Czy naprawdę musimy omawiać wszystkie te absurdalne twierdzenia? Jako dyrektor generalny wiem, że nie dostanę żadnej trzymiesięcznej odprawy, ponieważ przepisy takiej nie przewidują. Zanim się kogoś oskarży o niecne intencje, warto sprawdzić, jak sprawa wygląda w rzeczywistości, najlepiej w oparciu o przepisy lub dokumenty, a nie opowiadać rzeczy, które nie mają żadnego oparcia w rzeczywistości.
Jako minister będzie pani kontynuatorką Jacka Sasina?

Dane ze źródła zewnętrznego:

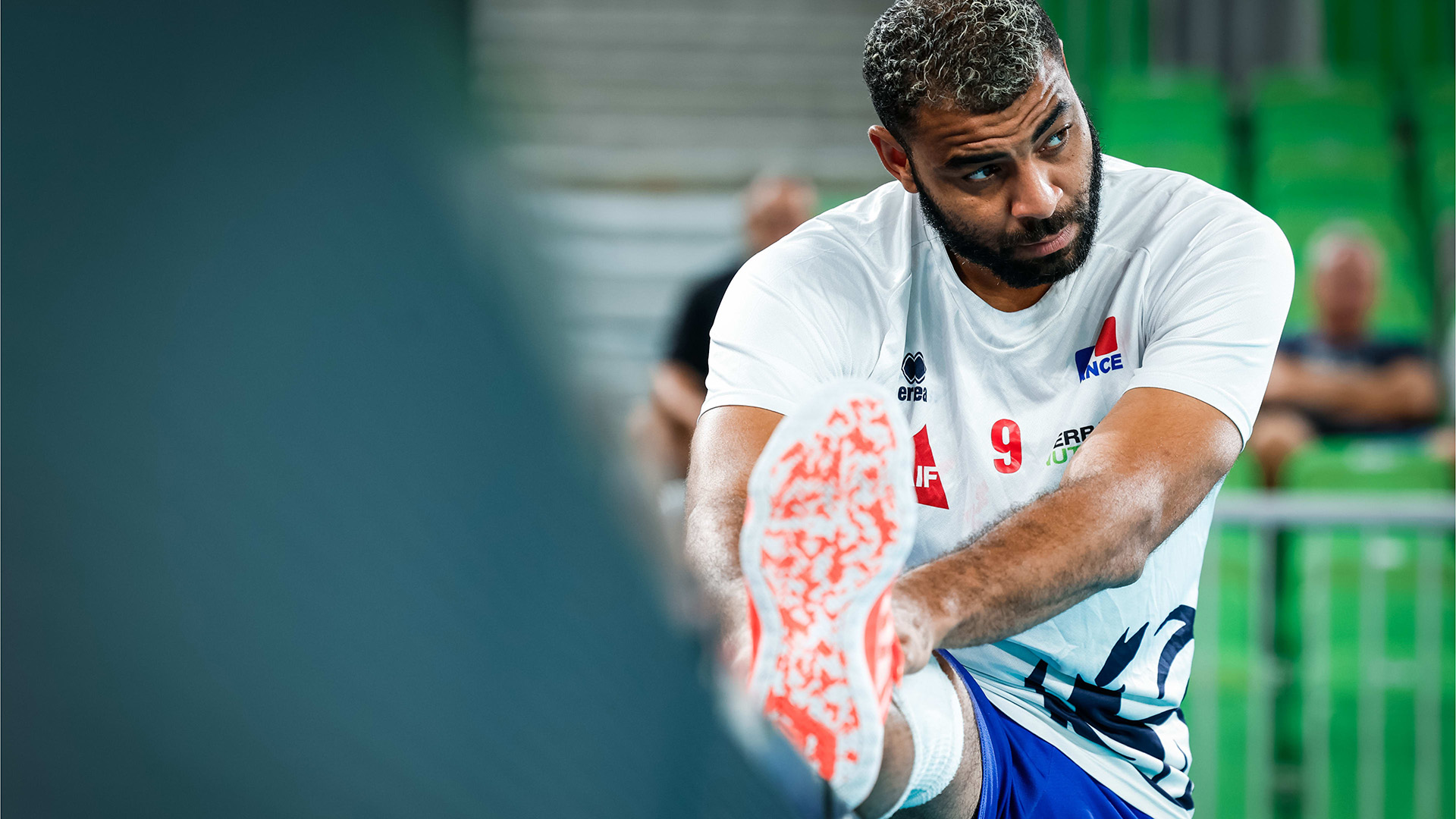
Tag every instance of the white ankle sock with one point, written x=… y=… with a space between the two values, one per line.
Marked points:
x=930 y=706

Jacka Sasina znam od dawna a od ponad roku współpracowałam z nim bardzo blisko, jako dyrektor generalny. Muszę powiedzieć, że jestem pod wrażeniem stylu jego pracy, dokonań i odwagi podejmowania się najtrudniejszych projektów. Bardzo szanuję premiera Jacka Sasina, nie tylko zresztą za to, co zrobił w ministerstwie. Jeśli dziś, mimo tak ekstremalnie trudnych uwarunkowań zewnętrznych, spółki Skarbu Państwa są w tak dobrej kondycji trzeba mieć świadomość, że to m.in. efekt działania MAP. Powiem więcej, to osobista zasługa Jacka Sasina. Reasumując, wyborcy powinni otrzymać rzetelny obraz sytuacji w spółkach Skarbu Państwa i żadne kłamstwo, manipulacja czy półprawda na ten temat nie powinno zostać bez odpowiedzi.